The image was very damaging to Falwell and to his memories of his mother. It was degrading. How do you cap the monetary damages on that? Personally, I don’t think monetary damages alone are suitable for all torts. I think Flynt needed to have some small taste of what he himself had inflicted.
And it’s interesting that he ultimately did. His daughter accused him of incest, didn’t she?
Karma?
What’s more, it turned out, he was the incestuous one. Cheap psychoanalysis isn’t very useful usually, but in this case, it does seem that some compulsion made Flynt deride Falwell for exactly what he (not Falwell) was guilty of.
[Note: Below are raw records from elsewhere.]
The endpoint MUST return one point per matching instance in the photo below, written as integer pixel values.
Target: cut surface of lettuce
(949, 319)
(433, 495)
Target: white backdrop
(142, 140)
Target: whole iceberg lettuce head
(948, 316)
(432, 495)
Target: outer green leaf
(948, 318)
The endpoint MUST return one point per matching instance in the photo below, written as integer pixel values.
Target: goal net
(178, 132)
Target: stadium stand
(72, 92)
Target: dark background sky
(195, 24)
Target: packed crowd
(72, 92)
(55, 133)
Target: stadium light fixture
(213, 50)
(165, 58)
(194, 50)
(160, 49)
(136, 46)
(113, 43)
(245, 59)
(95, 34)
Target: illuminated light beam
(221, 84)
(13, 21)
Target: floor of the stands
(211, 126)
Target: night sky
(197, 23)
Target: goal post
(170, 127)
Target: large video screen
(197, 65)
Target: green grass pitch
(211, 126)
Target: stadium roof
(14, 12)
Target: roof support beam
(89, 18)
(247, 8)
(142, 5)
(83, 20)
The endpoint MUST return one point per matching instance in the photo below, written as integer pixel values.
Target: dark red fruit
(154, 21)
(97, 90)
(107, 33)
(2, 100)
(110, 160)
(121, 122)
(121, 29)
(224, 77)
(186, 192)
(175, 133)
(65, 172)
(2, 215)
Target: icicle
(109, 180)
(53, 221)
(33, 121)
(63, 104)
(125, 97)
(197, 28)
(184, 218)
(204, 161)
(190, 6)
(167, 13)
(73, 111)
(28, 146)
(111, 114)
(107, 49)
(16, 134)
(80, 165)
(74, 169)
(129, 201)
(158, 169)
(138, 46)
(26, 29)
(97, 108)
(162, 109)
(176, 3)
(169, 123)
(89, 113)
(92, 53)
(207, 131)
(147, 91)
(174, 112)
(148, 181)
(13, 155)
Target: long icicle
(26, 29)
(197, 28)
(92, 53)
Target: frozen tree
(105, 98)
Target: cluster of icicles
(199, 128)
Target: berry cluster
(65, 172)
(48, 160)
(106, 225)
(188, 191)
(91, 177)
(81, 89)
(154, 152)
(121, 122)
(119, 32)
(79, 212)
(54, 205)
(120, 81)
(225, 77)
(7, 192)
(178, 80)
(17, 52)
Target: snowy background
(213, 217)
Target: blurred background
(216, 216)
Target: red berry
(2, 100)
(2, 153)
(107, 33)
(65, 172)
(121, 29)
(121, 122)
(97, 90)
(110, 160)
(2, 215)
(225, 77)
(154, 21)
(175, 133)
Shades of all those CEOs and political bosses who harass their female employees…. and then protect themselves by turning around and preemptively accusing disaffected employees of “stalking”… or in other ways undermining their professional claims. I’m talking about the sainted Bill Clinton, beloved of liberal feminists….and of a few other people……
I’m sure this satisfaction with punishment won’t sit well with those who see religious and spiritual values as all “milque-toast” and “mildness.” –
To me, that’s a sign of the decay in our sensibilities and the loss of the noble and chivalric value of honor, which is now confined to the Muslim world, or so it seems.
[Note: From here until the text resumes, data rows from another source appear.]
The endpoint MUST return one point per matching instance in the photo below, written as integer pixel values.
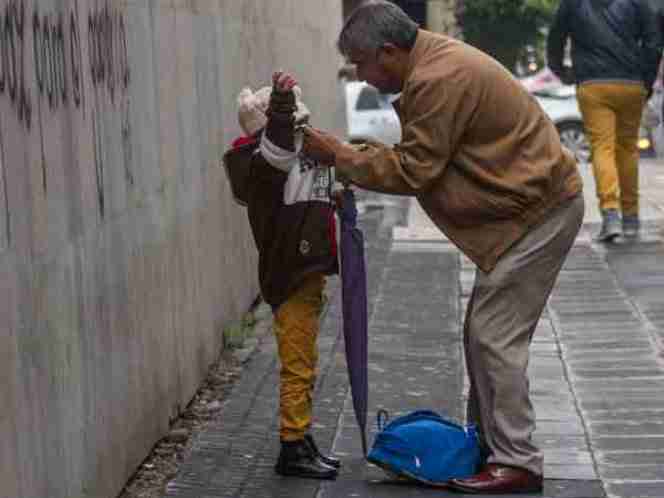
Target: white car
(370, 115)
(561, 106)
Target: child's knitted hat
(253, 105)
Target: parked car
(370, 115)
(560, 104)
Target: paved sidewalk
(597, 371)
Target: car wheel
(573, 136)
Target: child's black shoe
(298, 460)
(326, 459)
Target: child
(290, 209)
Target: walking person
(487, 166)
(615, 54)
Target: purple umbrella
(354, 308)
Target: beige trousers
(502, 314)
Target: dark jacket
(612, 40)
(293, 240)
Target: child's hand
(283, 81)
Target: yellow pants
(296, 326)
(612, 116)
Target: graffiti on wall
(55, 38)
(46, 58)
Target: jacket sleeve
(428, 128)
(651, 42)
(280, 128)
(557, 38)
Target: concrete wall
(122, 254)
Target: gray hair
(373, 24)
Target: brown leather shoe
(499, 479)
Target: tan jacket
(477, 151)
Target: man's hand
(320, 145)
(283, 81)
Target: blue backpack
(425, 447)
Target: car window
(368, 99)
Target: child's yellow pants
(296, 326)
(612, 117)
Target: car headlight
(644, 143)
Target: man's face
(374, 68)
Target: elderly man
(487, 166)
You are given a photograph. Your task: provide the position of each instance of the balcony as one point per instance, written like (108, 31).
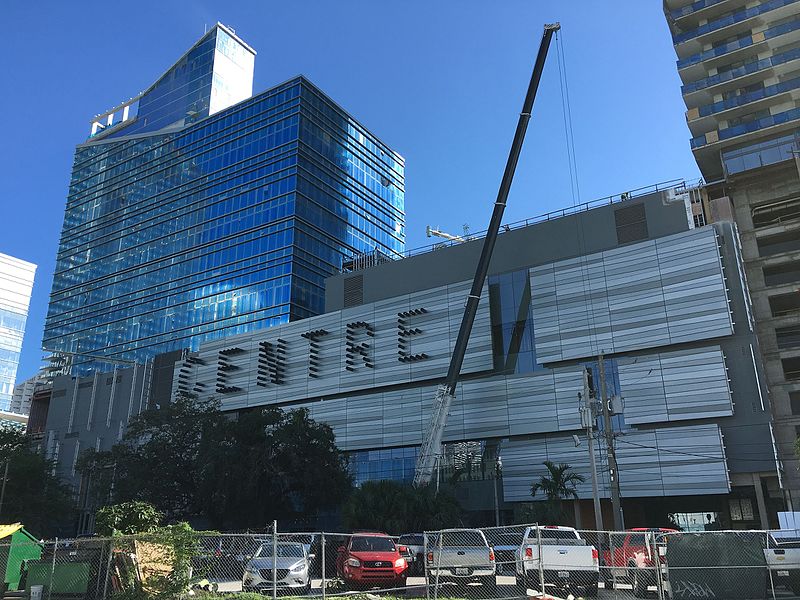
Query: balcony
(757, 125)
(724, 49)
(744, 99)
(727, 21)
(753, 67)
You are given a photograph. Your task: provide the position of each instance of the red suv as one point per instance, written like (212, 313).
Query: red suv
(372, 559)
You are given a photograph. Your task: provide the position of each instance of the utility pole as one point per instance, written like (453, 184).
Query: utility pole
(613, 471)
(3, 492)
(591, 415)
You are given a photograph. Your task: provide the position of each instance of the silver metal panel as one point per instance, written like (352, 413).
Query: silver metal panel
(669, 461)
(654, 293)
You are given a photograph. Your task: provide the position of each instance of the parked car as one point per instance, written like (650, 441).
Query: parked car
(371, 560)
(566, 560)
(287, 565)
(505, 545)
(629, 558)
(461, 556)
(414, 544)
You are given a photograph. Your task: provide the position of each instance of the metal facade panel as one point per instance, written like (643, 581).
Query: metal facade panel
(654, 293)
(674, 386)
(668, 461)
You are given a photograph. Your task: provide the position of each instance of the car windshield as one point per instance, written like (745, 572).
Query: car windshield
(412, 540)
(555, 534)
(372, 543)
(284, 551)
(505, 539)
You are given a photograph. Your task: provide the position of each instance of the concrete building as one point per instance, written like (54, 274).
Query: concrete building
(198, 211)
(739, 64)
(633, 278)
(23, 395)
(16, 285)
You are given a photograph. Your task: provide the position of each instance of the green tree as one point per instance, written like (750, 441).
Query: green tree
(33, 495)
(127, 518)
(558, 484)
(271, 464)
(397, 507)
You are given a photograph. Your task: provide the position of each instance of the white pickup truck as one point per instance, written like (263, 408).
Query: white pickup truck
(566, 562)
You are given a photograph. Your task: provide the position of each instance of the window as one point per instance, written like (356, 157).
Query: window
(780, 243)
(631, 222)
(788, 337)
(791, 368)
(784, 304)
(699, 220)
(741, 509)
(782, 211)
(794, 402)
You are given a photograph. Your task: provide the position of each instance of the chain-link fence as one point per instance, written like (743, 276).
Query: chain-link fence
(477, 564)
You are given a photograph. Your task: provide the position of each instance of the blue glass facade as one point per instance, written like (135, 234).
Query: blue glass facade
(16, 284)
(222, 226)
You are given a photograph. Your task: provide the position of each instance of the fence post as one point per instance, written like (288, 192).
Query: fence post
(425, 564)
(656, 560)
(438, 565)
(52, 570)
(769, 571)
(322, 554)
(274, 560)
(539, 556)
(108, 567)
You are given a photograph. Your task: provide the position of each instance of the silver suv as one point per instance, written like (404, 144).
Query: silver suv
(290, 564)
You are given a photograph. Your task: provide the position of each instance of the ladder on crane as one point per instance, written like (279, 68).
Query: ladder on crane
(430, 450)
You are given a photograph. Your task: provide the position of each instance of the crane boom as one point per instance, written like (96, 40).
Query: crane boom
(445, 393)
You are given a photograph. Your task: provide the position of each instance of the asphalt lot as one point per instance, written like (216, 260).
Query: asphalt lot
(506, 588)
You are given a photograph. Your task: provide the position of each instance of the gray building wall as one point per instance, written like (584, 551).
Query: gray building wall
(546, 241)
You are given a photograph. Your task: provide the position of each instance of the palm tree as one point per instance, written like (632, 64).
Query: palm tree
(558, 484)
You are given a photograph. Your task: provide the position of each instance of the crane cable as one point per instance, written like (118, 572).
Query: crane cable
(566, 111)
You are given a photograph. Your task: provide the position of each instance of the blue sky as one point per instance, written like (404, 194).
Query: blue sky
(441, 82)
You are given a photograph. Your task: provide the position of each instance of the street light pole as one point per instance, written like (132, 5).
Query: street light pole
(590, 412)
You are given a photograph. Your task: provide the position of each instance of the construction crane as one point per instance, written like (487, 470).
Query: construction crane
(430, 450)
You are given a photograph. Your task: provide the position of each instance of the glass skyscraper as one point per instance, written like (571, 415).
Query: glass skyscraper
(196, 211)
(16, 284)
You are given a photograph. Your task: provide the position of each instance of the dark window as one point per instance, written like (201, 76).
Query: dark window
(788, 337)
(372, 544)
(631, 224)
(741, 509)
(791, 368)
(784, 304)
(788, 241)
(788, 272)
(354, 291)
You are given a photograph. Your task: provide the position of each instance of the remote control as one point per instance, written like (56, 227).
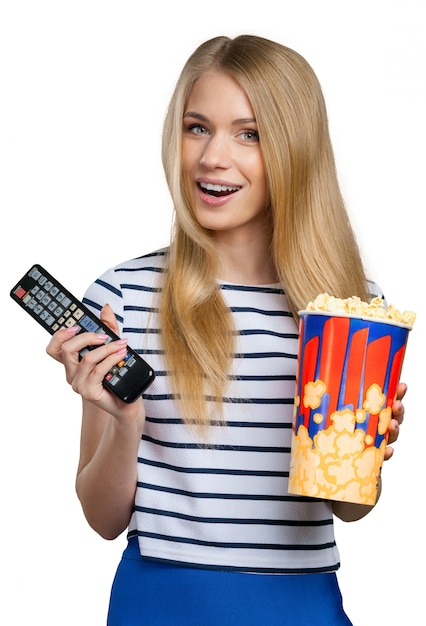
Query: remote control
(54, 307)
COMMENT: “Not to mention the far more insidious repressive venom he would spew to his students (all his draconian Religious anti-sexuality stuff, and twisted anti-free-speech poison).
RAJIVA: Did Falwell libel anyone when he was expressing his views? No. Then, those are precisely the views the first amendment is for, not for nasty, libelous attacks.
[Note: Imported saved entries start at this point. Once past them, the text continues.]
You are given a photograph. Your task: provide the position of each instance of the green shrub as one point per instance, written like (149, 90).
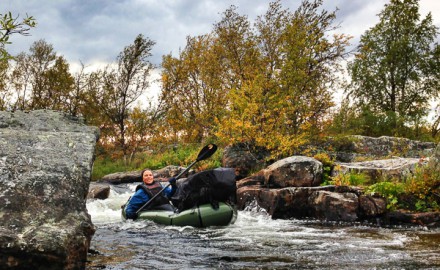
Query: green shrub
(392, 191)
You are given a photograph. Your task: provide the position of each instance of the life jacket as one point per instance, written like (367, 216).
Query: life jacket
(151, 190)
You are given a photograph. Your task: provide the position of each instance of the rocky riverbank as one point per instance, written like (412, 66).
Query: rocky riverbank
(292, 187)
(46, 160)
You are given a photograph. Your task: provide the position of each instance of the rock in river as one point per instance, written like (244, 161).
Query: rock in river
(46, 160)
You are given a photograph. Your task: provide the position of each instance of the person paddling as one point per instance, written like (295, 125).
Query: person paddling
(147, 190)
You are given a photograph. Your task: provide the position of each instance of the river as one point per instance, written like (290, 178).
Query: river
(254, 241)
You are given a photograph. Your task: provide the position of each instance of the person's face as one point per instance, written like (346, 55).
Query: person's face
(147, 177)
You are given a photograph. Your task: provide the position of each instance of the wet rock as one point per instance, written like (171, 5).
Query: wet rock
(45, 167)
(331, 203)
(385, 169)
(429, 219)
(295, 171)
(333, 206)
(122, 177)
(243, 158)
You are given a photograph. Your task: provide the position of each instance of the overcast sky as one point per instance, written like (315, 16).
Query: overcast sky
(95, 31)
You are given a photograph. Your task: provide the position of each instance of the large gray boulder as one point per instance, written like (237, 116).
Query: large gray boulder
(295, 171)
(45, 167)
(383, 169)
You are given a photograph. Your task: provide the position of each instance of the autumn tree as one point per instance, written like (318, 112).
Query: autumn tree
(10, 25)
(395, 71)
(289, 98)
(4, 92)
(193, 90)
(116, 89)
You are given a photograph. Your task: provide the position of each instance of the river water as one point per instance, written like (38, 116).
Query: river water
(254, 241)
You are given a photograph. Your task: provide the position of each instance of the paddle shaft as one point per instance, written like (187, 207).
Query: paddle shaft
(206, 152)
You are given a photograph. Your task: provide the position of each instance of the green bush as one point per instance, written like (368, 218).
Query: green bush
(392, 191)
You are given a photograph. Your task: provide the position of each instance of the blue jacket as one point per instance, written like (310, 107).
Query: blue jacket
(140, 198)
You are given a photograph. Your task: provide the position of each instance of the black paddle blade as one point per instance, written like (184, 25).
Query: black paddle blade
(207, 151)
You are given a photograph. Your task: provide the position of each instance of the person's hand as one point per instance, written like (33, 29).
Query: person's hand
(172, 181)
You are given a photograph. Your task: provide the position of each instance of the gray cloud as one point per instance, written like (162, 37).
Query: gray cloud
(97, 30)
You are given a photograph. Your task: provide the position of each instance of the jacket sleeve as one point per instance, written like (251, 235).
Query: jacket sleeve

Also, disliking Hustler-type imagery and language don’t make you anti-sex or repressed, unless your idea of sex is not much more than what boys scrawl on bathroom walls. People can be quite sexual, and not want their sex lives displayed like graffiti.
Or can’t anyone tell the difference any longer? Throwing around the word “prudish” at anyone who doesn’t agree with your own level of tolerance for public coarseness is a misuse of the word.
COMMENT: I’m still not sure how the two managed to become friends later in life. (Also, unless there is more credible evidence — why doesn’t Tanya take a polygraph like her dad did? she already wrote a book about it — one can’t simply assume such character-assassinating crimes :b.))
RAJIVA: Again, most of your argument is personal bile, ad hominem, and assumption.
Jerry Falwell got on with Flynt at the end because, like him or not, Falwell took his religious beliefs seriously, and really did feel he could “hate the sin and love the sinner.” That may not sit well with the left, but my opinion of him has nothing to do with his political views or his dogmas – none of which I share. My opinion of him is based on my perception that whatever he was otherwise, as a public person, he presented himself genially, affably, and reasonably (
[Correction: I should add the phrase ‘when speaking to other people.’ It is true that Falwell used harsh language about groups of people, but that was language based on evangelical and fundamentalist criteria that he held about their behavior. This was the argument I made in a piece called, “God’s Son, Falwell’s Mother, and the Rest of Us Ho’s”].
He did not deserve the filth slur thrown at him by Flynt, he was a better man than Flynt
(Correction: I should add the phrase – ‘in this respect’), and Flynt recognized it at some level….
Update: The fact that through most of history both secular and religious thinkers have regarded homosexual behavior as morally wrong can provide some rational justification for differentiating between Falwell’s attacks on homosexual behavior ( in language like “part of a Satanic system”) and any other random personal attack on another human being. There is a distinction that can be made between those two types of attacks.
Camille Paglia makes this point in an essay she wrote about a Martha Nussbaum critique that I’ll try to link here…
Note: I am a firm supporter of gay marriage.